Viele Branchen und Unternehmen leiden aktuell unter dem Fachkräftemangel. Auf der anderen Seite gibt es zahlreiche Personen, die gerne wieder in den Arbeitsmarkt zurückkommen möchte, vielleicht in einem kleineren Pensum oder mit eingeschränkten Möglichkeiten. Das diese Eingliederung nicht nur für die Betroffenen, sondern vor allem auch für Unternehmen einen grossen Mehrwert und Chancen ermöglichen, berichteten drei Referenten am Netzwerkanlass von rework Glarus am letzten Donnerstag im Seminarhotel Linh. Die Inklusion von Menschen mit Behinderungen hatten häufig den Ablauf, dass für eine betroffenen Person eine Stelle gesucht wurde. «Wie im ‘normalen’ Arbeitsmarkt kann hier aber auch der andere Weg gegangen werden», meinte Tamara Tremp von der Stiftung Profil Arbeit & Handicap. Mit Inclusiv Job Design suchen ihre Mitarbeiter zusammen mit Unternehmen Möglichkeiten, wo und wie Menschen mit Behinderung einbezogen werden können.
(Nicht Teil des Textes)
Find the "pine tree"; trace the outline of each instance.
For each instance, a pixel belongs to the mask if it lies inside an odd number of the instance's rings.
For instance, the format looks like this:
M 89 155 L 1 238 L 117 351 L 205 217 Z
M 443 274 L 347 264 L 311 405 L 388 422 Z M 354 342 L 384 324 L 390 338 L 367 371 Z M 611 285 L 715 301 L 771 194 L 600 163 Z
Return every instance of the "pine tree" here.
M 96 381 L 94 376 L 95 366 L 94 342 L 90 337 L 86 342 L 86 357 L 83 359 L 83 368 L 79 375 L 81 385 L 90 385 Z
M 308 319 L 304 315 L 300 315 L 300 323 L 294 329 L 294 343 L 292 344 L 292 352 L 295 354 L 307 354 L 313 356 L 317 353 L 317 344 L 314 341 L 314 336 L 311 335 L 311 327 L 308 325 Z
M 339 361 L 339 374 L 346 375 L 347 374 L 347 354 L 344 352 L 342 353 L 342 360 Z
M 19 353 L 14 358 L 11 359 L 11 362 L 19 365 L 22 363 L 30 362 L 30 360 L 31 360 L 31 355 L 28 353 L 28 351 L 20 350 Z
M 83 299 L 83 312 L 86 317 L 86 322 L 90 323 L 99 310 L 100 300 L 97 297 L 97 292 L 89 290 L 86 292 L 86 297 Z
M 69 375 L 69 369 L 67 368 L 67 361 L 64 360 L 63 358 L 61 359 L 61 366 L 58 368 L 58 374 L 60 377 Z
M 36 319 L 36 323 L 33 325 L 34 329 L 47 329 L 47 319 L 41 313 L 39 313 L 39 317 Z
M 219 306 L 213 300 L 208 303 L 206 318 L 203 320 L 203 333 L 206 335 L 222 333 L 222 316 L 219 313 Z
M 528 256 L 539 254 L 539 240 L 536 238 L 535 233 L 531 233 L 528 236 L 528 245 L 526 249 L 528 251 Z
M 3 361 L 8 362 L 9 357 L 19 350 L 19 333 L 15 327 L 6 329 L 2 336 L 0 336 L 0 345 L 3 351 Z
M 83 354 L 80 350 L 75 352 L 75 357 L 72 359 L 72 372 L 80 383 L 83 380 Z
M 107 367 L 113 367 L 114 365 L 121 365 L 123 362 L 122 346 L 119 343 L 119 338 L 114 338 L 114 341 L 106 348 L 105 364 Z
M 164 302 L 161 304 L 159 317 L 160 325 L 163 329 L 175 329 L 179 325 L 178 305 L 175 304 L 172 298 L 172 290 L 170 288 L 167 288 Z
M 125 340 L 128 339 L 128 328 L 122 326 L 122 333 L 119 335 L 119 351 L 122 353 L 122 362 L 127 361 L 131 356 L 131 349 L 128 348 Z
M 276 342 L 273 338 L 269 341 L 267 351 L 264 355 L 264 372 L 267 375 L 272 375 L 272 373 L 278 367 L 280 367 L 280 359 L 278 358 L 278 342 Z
Dies kann sein, dass man Fachkräften Arbeiten abnehmen oder Prozesse übernehmen kann, die nicht gleich zeitrelevant sind. «Mit diesen Stellenbeschreibungen können wir dann auf die Suche nach geeigneten Personen gehen.» Die Beratung und der Prozess sei dabei relativ einfach und speditiv; zudem für Unternehmen im Kanton Glarus bis zu einem Grad kostenlos. «Und die Firma hat immer den Lead. Wir bieten nur unsere Hilfe an.»
Was man noch kann
Die Möglichkeiten im Fokus steht auch beim im letzten Jahr als Pilotprojekt eingeführten «Jobprofil». Dies soll im Gegensatz zum herkömmlichen Krankheitszeugnis nicht die Unfähigkeit bestätigen, sondern aufzeigen, zu was die betroffene Person aktuell oder noch in der Lage ist. «Bisher steht uns da der Personenschutz und das Arztgeheimnis im Weg», schilderte Bernhard Buser, Leiter IV-Stelle Glarus, die Situation. Mit dem Jobprofil erstellen – immer in Absprache mit dem Arbeitnehmern – auf der einen Seite der Arzt ein detaillierteres Krankenbild und auf der anderen Seite der Arbeitgeber eine Beschreibung der Arbeit, des Arbeitsplatzes und gegebenenfalls andere Möglichkeiten im Betrieb. Der neue Ansatz fand hier bereits guten Anklang und hat sich als einfache und rasche Möglichkeit gezeigt. «Nun geht es darum, das Jobprofil bei Ärzten und Betrieben noch bekannter zu machen.»
Geschützter Ort
Aber auch der Austragungsort des Netzwerkanlasses – das Seminarhotel Linh – ist ein Paradebeispiel, wie Menschen – hier mit psychischen Erkrankungen – wieder in ein geregeltes Leben und in den Arbeitsmarkt geführt werden können. «Zusammen mit dem Menzihuus bieten wir Wohn-, Arbeits- und sogar Ausbildungsplätze an», erklärte Beat Staudacher, Vorsitzender der Geschäftsleitung Genossenschaft sozial-diakonischer Werk. Er blickte dabei zuerst auf die genau hundertjährige Geschichte seiner Gesellschaft, aber auch speziell auf die Einrichtungen in Filzbach. Danach zeigte er auf, dass hier insgesamt 50 geschützte Arbeitsplätze und vor allem 12 Ausbildungsplätze angeboten werden. Unter den Augen von Jobcoachs und Arbeitsagogen werden so die Erwachsenen und Jugendlichen behutsam an den ersten Arbeitsmarkt herangeführt.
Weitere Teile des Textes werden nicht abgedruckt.